The beauty of this approach was that it was relatively
easy to accurately determine where the BAC fragments
belong in the genome. This mapping step reduced the
likelihood that regions containing repetitive sequences
were assembled incorrectly, and it virtually eliminated
the possibility that sequences from different chromosomes
were mistakenly joined together. Returning to
the textbook analogy, the BAC-based approach is akin to
first separating your copies of ECB into individual pages
and then shredding each page into its own separate pile.
It should be much easier to put the book back together
when one pile of fragments contains words from page 1,
a second pile from page 2, and so on. And there’s virtually
no chance of mistakenly sticking a sentence from
page 40 into the middle of a paragraph on page 412.
All together now
The clone-by-clone approach produced the first draft
of the human genome sequence in 2000 and the completed
sequence in 2004. As the set of instructions that
specify all of the RNA and protein molecules needed to
build a human being, this string of genetic bits holds the
secrets to human development and physiology.
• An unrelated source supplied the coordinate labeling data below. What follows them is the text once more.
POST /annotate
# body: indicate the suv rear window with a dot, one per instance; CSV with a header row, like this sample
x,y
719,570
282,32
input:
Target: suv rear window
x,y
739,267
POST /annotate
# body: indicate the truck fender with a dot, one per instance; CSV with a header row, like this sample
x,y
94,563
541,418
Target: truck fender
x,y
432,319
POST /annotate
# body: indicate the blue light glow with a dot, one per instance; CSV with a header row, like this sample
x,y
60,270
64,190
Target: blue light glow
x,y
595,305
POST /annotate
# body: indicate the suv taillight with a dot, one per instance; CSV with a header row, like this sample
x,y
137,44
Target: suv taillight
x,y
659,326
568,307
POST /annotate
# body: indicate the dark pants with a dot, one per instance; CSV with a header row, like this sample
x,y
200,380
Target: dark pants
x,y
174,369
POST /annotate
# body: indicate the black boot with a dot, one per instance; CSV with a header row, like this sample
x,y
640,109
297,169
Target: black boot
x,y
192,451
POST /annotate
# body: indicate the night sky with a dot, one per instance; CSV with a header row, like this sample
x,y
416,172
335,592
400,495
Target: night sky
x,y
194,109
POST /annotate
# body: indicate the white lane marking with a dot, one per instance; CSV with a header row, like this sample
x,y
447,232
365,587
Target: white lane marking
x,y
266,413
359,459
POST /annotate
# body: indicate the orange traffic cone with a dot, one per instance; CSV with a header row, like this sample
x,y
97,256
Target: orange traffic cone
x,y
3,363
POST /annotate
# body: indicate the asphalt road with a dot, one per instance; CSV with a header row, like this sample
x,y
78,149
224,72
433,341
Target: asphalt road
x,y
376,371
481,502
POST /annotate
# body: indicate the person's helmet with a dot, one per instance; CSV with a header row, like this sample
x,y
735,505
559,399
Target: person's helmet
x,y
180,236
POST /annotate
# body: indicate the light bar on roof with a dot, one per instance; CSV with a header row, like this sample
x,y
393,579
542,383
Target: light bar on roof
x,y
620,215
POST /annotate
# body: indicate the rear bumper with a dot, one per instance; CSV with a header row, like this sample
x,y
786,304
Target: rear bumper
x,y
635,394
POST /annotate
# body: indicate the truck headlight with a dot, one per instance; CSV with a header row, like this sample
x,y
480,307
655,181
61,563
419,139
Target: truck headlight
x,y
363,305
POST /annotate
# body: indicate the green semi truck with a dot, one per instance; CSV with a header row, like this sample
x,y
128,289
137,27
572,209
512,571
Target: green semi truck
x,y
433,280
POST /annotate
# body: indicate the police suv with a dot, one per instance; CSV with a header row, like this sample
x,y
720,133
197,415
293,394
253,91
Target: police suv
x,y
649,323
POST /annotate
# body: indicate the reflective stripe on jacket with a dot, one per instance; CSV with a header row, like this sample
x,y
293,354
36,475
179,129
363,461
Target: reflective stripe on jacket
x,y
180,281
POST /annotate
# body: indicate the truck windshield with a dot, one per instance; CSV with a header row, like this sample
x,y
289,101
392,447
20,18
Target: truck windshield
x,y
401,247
But the
sequence was also of great value to researchers interested
in comparative genomics or in the physiology of
other organisms: it eased the assembly of nucleotide
sequences from other mammalian genomes—mice, rats,
dogs, and other primates. It also made it much easier to
determine the nucleotide sequences of the genomes of
individual humans by providing a framework on which
the new sequences could be simply superimposed.
The first human sequence was the only mammalian
genome completed in this methodical way. But the
Human Genome Project was an unqualified success in
that it provided the techniques, confidence, and momentum
that drove the development of the next generation
of DNA sequencing methods, which are now rapidly
transforming all areas of biology.
restriction map of one segment
of human genome
restriction pattern
for individual BAC
clones
cleavage sites for restriction nucleases A, B, C, D, and E
AA D B BA B C EC
Figure 10–20 Individual BAC clones are
positioned on the physical map of the
human genome sequence on the basis of
their restriction-site “signatures.” Clones are
digested with five different restriction enzymes,
and the sites at which the different enzymes cut
each clone are recorded. The distinctive pattern
of restriction sites allows investigators to order
the fragments and place them on a restriction
map of a human genome that had been
previously generated using the same nucleases.